Катя не удерживается, смеётся носом, коротко, почти беззвучно.
— Передай Михе, что я всё слышу. Пусть убавит громкость — я ещё не долетела, а уже оглохла.
В трубке какая-то возня, Андрей что-то бросает в сторону, потом возвращается ближе:
— Он говорит, что это он так радуется жизни.
— У него получается.
— Так, — Андрей пытается вернуть разговор в рельсы, но улыбка всё ещё торчит из голоса. — Мы с «Нашествия» поедем как обычно через Пулково. Давай мы тебя там перехватим?
Катя перестаёт улыбаться не сразу. Сначала она видит картинку: зал прилёта, уставшие после фестиваля панки, чужие глаза, шум, кто-то узнаёт Андрея, кто-то пялится, кто-то шепчется. Она выходит с сумкой и становится не человеком, который сам приехал домой, а объектом семейного спасения.
Нет.
Пальцы туже стягивают волосы резинкой. Больно у корней, зато помогает.
— Андрюх, ты представляешь это? Горстка панков в зале ожидания с табличкой «Князева». Спасибо, я лучше умру.
— Мы без таблички!
— Всё равно. Валите отдыхать. Я поймаю такси. Не выдумывай.
— Кать.
Вот это «Кать» уже не шутит. В нём появляется старший брат: не громкий, не командный, но плотный. Она слышит, как он подбирается к границе, за которой начнёт решать за неё, потому что ему страшно.

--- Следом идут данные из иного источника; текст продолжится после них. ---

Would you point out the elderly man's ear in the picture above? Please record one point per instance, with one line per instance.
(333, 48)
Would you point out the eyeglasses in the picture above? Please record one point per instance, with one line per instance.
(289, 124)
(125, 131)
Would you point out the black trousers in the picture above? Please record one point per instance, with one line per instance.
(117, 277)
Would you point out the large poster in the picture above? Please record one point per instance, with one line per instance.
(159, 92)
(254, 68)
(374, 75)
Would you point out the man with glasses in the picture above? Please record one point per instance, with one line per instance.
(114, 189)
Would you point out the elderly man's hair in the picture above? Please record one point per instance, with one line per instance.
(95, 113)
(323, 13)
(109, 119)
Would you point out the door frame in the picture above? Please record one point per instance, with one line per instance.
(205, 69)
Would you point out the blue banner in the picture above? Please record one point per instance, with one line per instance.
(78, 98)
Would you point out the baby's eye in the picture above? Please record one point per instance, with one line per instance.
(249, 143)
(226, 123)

Катя смотрит на часы. Опоздание уже не страшилка, а факт, который дышит ей в затылок.
— Мне реально пора, — говорит она, и голос сам становится деловым. — Я опаздываю. Созвонимся уже в Питере, ладно?
Пауза короткая, но в ней Андрей успевает проглотить пару лишних слов.
— Ладно. Ты аккуратно там. И… не геройствуй.
Она хочет съязвить. Уже готово: «героизм по расписанию после обеда». Но язык не двигается. В горле на секунду становится тесно от того, что он далеко и всё равно рядом.
— Угу. Целую.
— Давай. Жду.
Связь обрывается с сухим кнопочным щелчком.
Катя ещё пару секунд держит телефон у уха, хотя там уже пусто. Потом опускает руку и стоит посреди комнаты в сером свете, с криво собранными волосами, с кофе на языке и странной маленькой улыбкой, которая никак не хочет уходить.
Меня ждут.
Она кладёт телефон в сумку, и улыбка закрывается вместе с молнией.
Дальше — быстрее.
Комбинезон висит на спинке стула с вечера, чёрный, строгий, без лишнего. Белая блузка лежит рядом, уже чуть помятая, но терпимо. Катя одевается на автомате: бельё, колготки, комбинезон, блузка. Застёжка на боку цепляется, пальцы не сразу попадают в крючок. Она дышит через нос и не психует. Второй раз получается.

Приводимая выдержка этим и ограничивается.